K. Minschwaner, R. J. Thomas, and D. W. Rusch


We present observations of scattered solar near UV radiation in the upper stratosphere taken during a 1983 balloon flight at 31 deg N latitude. The instrument design was patterned after the UV ozone spectrometer on board the Solar Mesosphere Explorer satellite. The measurements cover the wavelength range 175 to 325 nm at a spectral resolution of 1.5 nm, spanning a range of viewing angles from -3.3 deg to 14.6 deg above the horizon with a field of view 1.65 x 10{-5} sr. Observations commenced at mid-day near 46 km and continued to approximately 1700 LT near an altitude of 40 km.

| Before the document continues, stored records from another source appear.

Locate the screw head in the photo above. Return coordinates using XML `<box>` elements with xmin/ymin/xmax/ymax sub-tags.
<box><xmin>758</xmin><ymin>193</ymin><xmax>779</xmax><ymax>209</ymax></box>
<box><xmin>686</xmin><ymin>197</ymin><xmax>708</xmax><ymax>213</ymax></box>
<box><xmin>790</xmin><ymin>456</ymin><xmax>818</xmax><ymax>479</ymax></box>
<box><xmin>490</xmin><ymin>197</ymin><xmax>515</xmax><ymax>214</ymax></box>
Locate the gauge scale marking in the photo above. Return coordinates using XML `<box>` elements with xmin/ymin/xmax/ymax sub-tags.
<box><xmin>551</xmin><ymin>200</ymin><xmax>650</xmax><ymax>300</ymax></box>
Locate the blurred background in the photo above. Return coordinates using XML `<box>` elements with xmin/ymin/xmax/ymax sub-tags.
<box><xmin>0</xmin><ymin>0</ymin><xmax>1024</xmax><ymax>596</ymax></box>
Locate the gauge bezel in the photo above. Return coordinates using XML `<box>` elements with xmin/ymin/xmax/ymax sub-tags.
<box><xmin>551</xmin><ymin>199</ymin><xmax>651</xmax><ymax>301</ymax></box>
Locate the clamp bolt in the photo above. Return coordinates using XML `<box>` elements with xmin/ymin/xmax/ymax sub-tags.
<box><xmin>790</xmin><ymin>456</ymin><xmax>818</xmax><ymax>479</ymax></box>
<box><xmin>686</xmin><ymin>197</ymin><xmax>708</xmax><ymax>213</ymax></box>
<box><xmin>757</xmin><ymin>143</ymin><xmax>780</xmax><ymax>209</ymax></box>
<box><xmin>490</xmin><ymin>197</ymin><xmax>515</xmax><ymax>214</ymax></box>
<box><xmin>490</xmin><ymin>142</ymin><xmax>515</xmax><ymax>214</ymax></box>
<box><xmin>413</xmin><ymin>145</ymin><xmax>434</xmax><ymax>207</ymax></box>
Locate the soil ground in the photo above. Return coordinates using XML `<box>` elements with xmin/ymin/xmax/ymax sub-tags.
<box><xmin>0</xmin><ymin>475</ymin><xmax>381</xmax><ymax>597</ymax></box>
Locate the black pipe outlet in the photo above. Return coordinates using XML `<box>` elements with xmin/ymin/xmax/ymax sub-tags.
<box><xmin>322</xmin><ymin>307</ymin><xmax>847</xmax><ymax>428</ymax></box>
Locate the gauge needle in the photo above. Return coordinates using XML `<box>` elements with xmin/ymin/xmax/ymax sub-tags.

Calibrated radiances are determined from the raw data using measured sensitivity characteristics of the spectrometer. A correction to account for the polarized nature of Rayleigh scattered radiation is included which employs the measured polarization response of the instrument and assumes single scattering of solar radiation. The single pass spectrometer was susceptible to a small, but in some cases important, contamination by stray light. This effect is quantified using observations obtained at low altitudes and low solar elevation angles, i.e., large optical paths. The uncertainty in radiances is determined by statistical and systematic errors (efficiency, polarization, and stray light determinations) and ranges typically from 15 to 30%. In contrast to previous observations, scattered radiances decrease rapidly at wavelengths shortward of 210 nm.